Anthropogenic environmental change is driving biodiversity shifts through simultaneous declines of native species coupled with increases in non-native species with unknown consequences for ecosystems. In other words, humans are shuffling the deck by taking communities apart and putting them back together in novel ways. Past studies suggest that this community disassembly appears somewhat predictable, traits influence whether a species is a particularly successful invasive or sensitive to anthropogenic change. In the biodiversity-ecosystem functioning literature, there is growing appreciation that the ecosystem consequences of community change will be influenced by the traits of species that compose the novel community. However, there remains a need to integrate understanding of community change with the ultimate ecosystem-consequences. We asked two linked questions: First, how have communities fallen apart and how are they being put back together? Second, given the pattern of community disassembly, what are the predicted changes to ecosystem processes? We used large existing data-sets of stream fish and invertebrates (>5000 sites) across the United States to quantify spatial patterns of community disassembly across gradients of urban and agricultural land use.
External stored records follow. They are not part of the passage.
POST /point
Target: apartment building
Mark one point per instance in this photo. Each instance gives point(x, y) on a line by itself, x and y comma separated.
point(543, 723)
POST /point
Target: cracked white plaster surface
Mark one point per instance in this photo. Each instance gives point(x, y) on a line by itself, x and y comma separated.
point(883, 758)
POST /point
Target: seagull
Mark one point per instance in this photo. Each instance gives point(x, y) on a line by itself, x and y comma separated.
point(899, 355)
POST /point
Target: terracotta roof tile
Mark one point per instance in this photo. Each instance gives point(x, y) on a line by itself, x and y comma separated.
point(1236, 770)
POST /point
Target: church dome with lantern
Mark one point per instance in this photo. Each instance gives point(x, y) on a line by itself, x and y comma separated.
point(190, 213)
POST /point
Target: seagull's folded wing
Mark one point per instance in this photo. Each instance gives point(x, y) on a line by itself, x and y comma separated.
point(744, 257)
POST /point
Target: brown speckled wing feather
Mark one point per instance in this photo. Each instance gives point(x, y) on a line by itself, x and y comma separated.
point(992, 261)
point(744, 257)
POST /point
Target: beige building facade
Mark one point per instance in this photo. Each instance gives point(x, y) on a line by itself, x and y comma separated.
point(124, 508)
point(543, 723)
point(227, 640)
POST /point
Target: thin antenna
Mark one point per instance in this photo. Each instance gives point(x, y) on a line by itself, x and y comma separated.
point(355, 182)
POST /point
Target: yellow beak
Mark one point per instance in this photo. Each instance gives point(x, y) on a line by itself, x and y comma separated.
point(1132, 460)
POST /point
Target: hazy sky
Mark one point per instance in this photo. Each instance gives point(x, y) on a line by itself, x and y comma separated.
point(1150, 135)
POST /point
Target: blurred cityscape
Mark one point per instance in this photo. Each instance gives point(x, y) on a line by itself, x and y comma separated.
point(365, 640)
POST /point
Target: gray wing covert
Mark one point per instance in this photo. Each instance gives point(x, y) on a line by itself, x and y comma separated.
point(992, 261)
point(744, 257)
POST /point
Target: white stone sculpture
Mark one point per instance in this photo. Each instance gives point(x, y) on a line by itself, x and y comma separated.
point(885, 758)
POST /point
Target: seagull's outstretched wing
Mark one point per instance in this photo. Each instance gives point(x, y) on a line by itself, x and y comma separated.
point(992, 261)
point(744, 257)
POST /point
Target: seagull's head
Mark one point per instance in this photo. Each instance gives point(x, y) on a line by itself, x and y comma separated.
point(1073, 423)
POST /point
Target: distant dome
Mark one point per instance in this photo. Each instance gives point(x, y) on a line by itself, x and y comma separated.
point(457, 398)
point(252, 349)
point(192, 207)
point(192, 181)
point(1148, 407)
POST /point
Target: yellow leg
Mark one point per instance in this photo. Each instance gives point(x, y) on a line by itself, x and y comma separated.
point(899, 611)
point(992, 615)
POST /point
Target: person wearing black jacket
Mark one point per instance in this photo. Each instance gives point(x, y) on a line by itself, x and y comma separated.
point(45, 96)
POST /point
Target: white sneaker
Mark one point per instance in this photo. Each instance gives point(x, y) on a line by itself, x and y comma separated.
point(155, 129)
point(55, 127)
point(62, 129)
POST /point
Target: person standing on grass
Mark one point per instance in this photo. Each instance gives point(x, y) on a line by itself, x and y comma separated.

Specifically, we quantified taxa-specific vulnerability to habitat alteration using threshold analyses, and link these vulnerabilities to existing data-sets on species-traits that are direct correlates of ecosystem function.
Results/Conclusions
Stream invertebrates and fishes exhibited strong patterns of community disassembly across the United States, and species varied dramatically in their inferred-vulnerabilities to human habitat alteration. Different biological and ecological traits correlated to different degrees with these inferred-vulnerabilities; many of which corresponded to traits that can govern ecosystem processes. For example, some ecosystem processes controlled by rates of consumption (i.e., leaf litter break-down) are governed by allometric rules. Thus, different vulnerabilities of differently sized taxa will drive non-linear ecosystem consequences. Alternatively, other ecosystem processes are controlled more by phylogenic constraints. Together, these results were used to parameterize realistic extinction scenarios. These simulations revealed strong nonlinear relationships between habitat alteration and ecosystem processes. Thus, insights into community disassembly rules can shed light on the ecosystem-consequences of human-induced environmental change.